This week in public records: California – Idaho – Utah – Texas – Arizona

The California Supreme Court seems to be leaning toward the interpretation of state law granting the public access to the names and salaries of government employees, including police officers. A ruling is expected within 3 months. A favorable ruling for the newspapers that filed the lawsuits could help private investigators in police misconduct cases track the employment of officers across departments.

The Computer Services Bureau of the California Police Officers Standards and Training (POST) Commission maintains a database of peace officer records to track employment training.

California criminal defense attorneys and investigators, and crime reporters will want to consult the 2007 Legal Update, a 150 page guide to legislation, case law and Attorney General Opinions enacted in the past year related to law enforcement.

Idaho has received a grant to expand its victim notification service (VINE) beyond the state prison system to its county jails. The complete network should be operational by next year.

Photos for inmates at the Utah County, Utah jail are back online after being removed because someone downloaded a bunch of photos and posted them to another site.
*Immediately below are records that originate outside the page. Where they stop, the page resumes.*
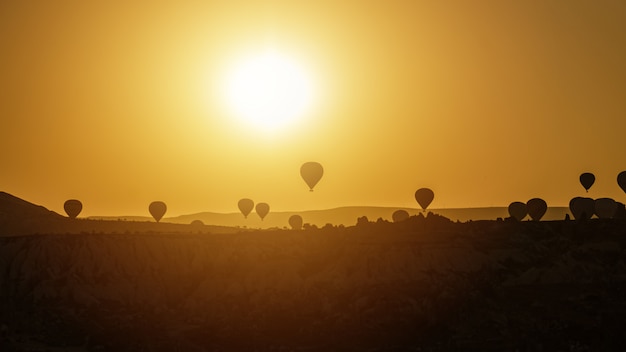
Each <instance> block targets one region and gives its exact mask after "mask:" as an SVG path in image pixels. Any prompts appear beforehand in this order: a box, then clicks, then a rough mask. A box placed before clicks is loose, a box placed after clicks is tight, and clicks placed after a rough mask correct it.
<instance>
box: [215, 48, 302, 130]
mask: <svg viewBox="0 0 626 352" xmlns="http://www.w3.org/2000/svg"><path fill="white" fill-rule="evenodd" d="M222 84H223V90H224V102H225V103H226V104H227V105H228V107H229V108H230V109H232V111H233V112H234V114H235V115H237V116H236V117H237V118H239V119H241V124H242V125H249V127H250V128H252V129H253V130H254V131H257V132H265V131H270V132H275V131H276V130H278V129H283V128H286V127H288V125H291V124H293V122H294V120H296V119H297V118H299V117H302V115H303V114H304V113H305V112H306V111H307V109H308V108H310V107H311V103H312V99H313V87H312V81H311V78H310V77H309V76H308V75H307V73H306V71H305V70H304V69H303V68H301V67H299V66H298V65H297V63H295V62H293V61H291V60H289V58H288V57H286V56H284V54H281V53H280V52H278V51H276V50H271V49H267V50H264V51H263V52H260V53H255V54H252V55H251V56H249V57H245V58H243V59H242V60H241V61H237V62H235V63H234V64H233V65H232V67H230V68H229V70H228V72H227V74H226V75H225V77H224V78H223V82H222Z"/></svg>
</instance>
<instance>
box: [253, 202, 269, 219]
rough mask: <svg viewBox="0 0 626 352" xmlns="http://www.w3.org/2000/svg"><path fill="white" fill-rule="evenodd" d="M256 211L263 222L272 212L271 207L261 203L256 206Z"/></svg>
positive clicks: (256, 205)
mask: <svg viewBox="0 0 626 352" xmlns="http://www.w3.org/2000/svg"><path fill="white" fill-rule="evenodd" d="M255 209H256V213H257V214H259V216H260V217H261V220H263V219H264V218H265V216H266V215H267V213H269V212H270V206H269V204H267V203H259V204H257V205H256V208H255Z"/></svg>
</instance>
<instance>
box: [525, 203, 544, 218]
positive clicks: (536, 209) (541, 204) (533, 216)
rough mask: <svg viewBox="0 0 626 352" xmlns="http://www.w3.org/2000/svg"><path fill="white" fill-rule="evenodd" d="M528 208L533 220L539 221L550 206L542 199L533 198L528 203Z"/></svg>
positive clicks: (527, 206) (526, 206)
mask: <svg viewBox="0 0 626 352" xmlns="http://www.w3.org/2000/svg"><path fill="white" fill-rule="evenodd" d="M526 208H527V209H528V215H530V217H531V219H533V220H535V221H539V220H541V218H542V217H543V215H544V214H545V213H546V211H547V210H548V204H547V203H546V201H545V200H543V199H541V198H533V199H531V200H529V201H528V202H526Z"/></svg>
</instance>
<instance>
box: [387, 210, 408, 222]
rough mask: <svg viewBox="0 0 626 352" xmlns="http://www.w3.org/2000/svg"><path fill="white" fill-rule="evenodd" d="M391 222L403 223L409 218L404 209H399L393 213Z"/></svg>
mask: <svg viewBox="0 0 626 352" xmlns="http://www.w3.org/2000/svg"><path fill="white" fill-rule="evenodd" d="M391 218H392V219H393V222H400V221H404V220H406V219H408V218H409V213H408V212H407V211H406V210H404V209H399V210H396V211H394V212H393V214H392V215H391Z"/></svg>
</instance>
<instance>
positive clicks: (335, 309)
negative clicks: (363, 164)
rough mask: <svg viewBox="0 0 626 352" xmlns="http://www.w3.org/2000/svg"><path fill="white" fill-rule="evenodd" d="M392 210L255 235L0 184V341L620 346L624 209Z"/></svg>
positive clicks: (23, 350) (29, 343)
mask: <svg viewBox="0 0 626 352" xmlns="http://www.w3.org/2000/svg"><path fill="white" fill-rule="evenodd" d="M390 210H391V209H389V208H370V207H353V208H339V209H333V210H329V211H319V212H303V213H302V214H304V215H305V217H306V218H310V219H319V220H313V221H320V224H321V223H327V222H328V220H327V219H328V218H325V217H324V216H331V215H334V216H336V217H335V218H334V219H335V220H336V221H337V219H341V218H342V217H344V218H346V219H349V218H354V217H357V216H358V217H361V220H359V221H356V219H355V220H352V222H354V224H347V225H345V226H330V225H326V226H321V227H320V228H315V227H308V228H306V229H304V230H291V229H282V227H284V226H282V227H281V229H273V230H253V229H243V228H238V227H226V226H214V225H202V226H200V227H194V226H193V225H190V224H185V223H178V224H176V223H168V222H161V223H156V222H154V221H139V220H141V219H142V218H134V219H132V221H131V220H130V219H127V220H125V221H118V220H106V221H105V220H93V219H91V220H89V219H68V218H66V217H62V216H60V215H58V214H56V213H54V212H50V211H49V210H47V209H45V208H44V207H41V206H37V205H33V204H31V203H29V202H27V201H24V200H21V199H19V198H16V197H13V196H11V195H9V194H6V193H2V194H0V214H1V217H0V219H1V221H0V230H1V231H2V232H1V233H2V234H3V235H4V236H3V237H1V238H0V349H1V350H2V351H30V352H35V351H38V352H43V351H59V352H60V351H66V352H70V351H71V352H79V351H129V352H130V351H138V350H143V351H164V352H166V351H198V352H199V351H233V350H241V351H251V350H257V351H287V350H290V351H390V350H393V351H414V350H421V351H467V350H482V351H519V350H526V351H539V350H554V351H556V350H561V351H587V350H611V351H614V350H623V349H625V348H626V339H625V338H624V337H623V334H622V333H621V330H622V328H623V316H624V315H626V298H625V297H626V236H625V234H626V222H625V220H624V219H595V218H594V219H583V220H562V219H560V220H550V221H516V220H514V219H511V218H506V219H500V220H475V221H456V220H452V219H450V218H448V217H446V216H443V215H440V214H436V213H435V212H428V213H427V214H426V215H423V214H422V213H421V212H419V213H418V215H416V216H411V217H409V218H408V219H407V220H404V221H401V222H396V223H394V222H391V221H380V220H378V219H377V217H378V216H379V215H380V216H381V217H382V215H384V214H388V213H389V211H390ZM413 211H414V210H413ZM451 211H452V212H454V211H456V212H458V214H465V215H466V216H468V214H492V215H489V216H497V215H498V214H501V213H498V212H501V209H499V208H490V209H470V210H451ZM559 211H560V212H561V213H560V214H559V213H558V212H559ZM563 211H564V210H562V209H557V211H556V212H554V214H559V215H558V216H559V217H560V215H562V214H563V213H562V212H563ZM472 212H473V213H472ZM329 214H330V215H329ZM452 214H454V213H452ZM209 215H210V216H215V218H218V217H219V216H223V217H224V218H225V219H229V217H232V218H234V217H237V216H238V217H241V214H238V215H236V214H209ZM251 215H254V214H251ZM280 215H281V216H283V217H284V216H287V215H288V213H285V214H280ZM363 215H366V216H368V220H369V221H365V220H364V218H362V216H363ZM198 216H199V215H197V214H196V215H192V216H190V217H189V218H185V217H181V218H179V220H180V221H181V222H187V221H189V220H191V218H194V220H196V217H198ZM316 216H317V218H316ZM555 216H556V215H555ZM278 218H279V216H277V219H278ZM210 219H214V218H208V217H207V218H205V219H204V220H206V221H209V220H210ZM146 220H147V219H146ZM164 220H170V219H164ZM224 221H225V223H226V221H227V220H224ZM232 221H236V220H232ZM277 221H278V220H277ZM20 224H21V225H20ZM46 226H49V227H50V228H51V229H52V230H51V231H48V232H46V231H45V230H43V229H44V228H45V227H46ZM15 231H18V232H20V231H21V233H18V232H15ZM28 231H32V232H28Z"/></svg>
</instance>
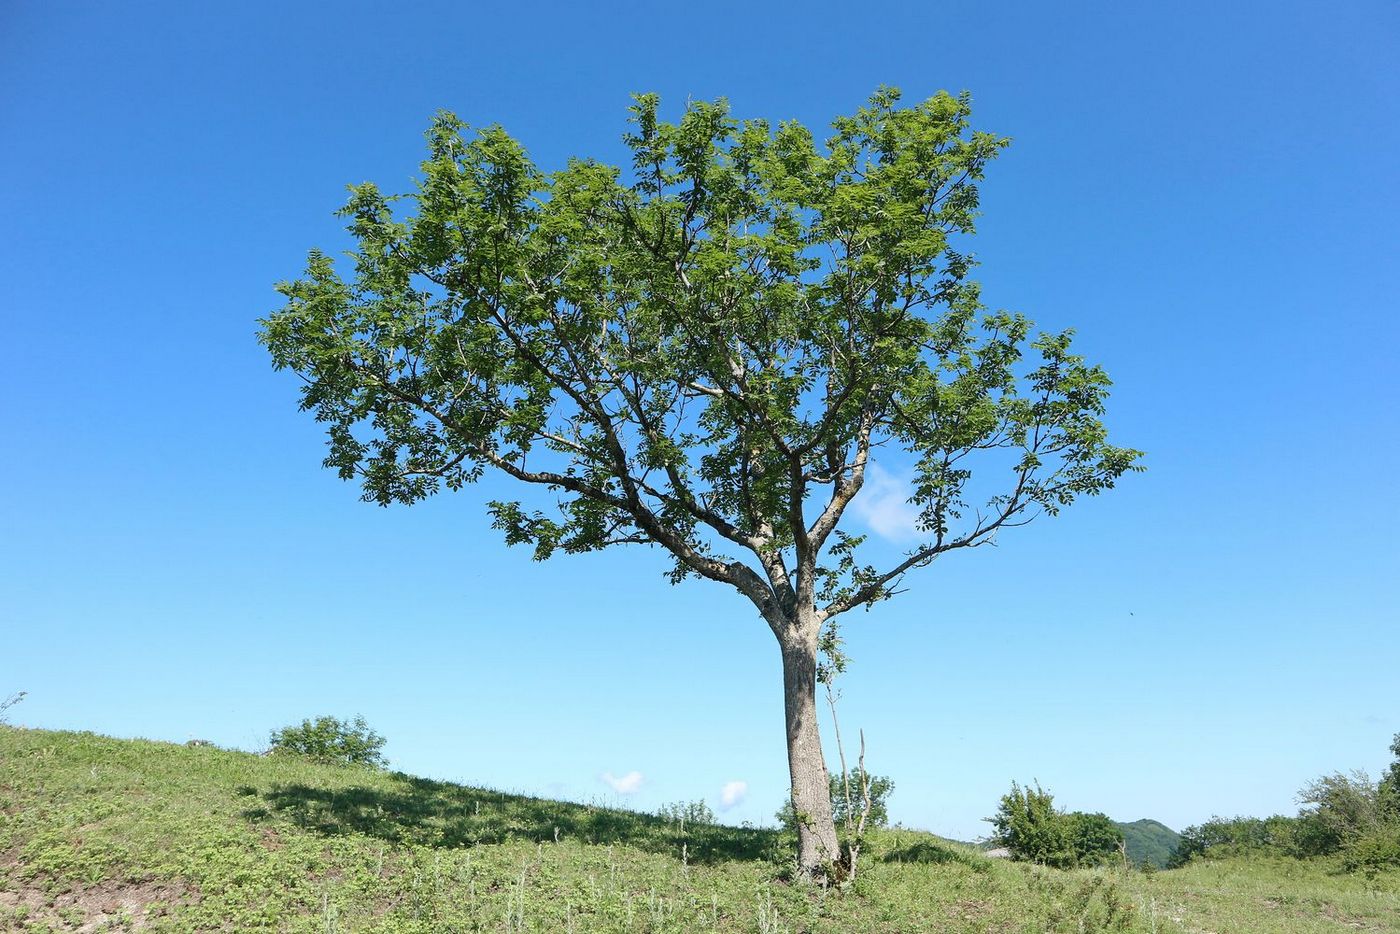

To their credit, the County Attorney and Sheriff emerged from their huddle with a wise decision: fix the technological problem and get the public records back online.

Jennifer LaFleur discusses some of the troubling legislation that passed and failed in Texas recently, including the closure of the concealed gun registrations database to public inspection.

The Arizona Supreme Court ruled that the courts, not government entities determine which emails generated by agencies are public records. Calaveras County, California, seems to be taking a serious look at its electronic records storage policy. Check out the Federal Judicial Center “Links” page for electronic discovery resources.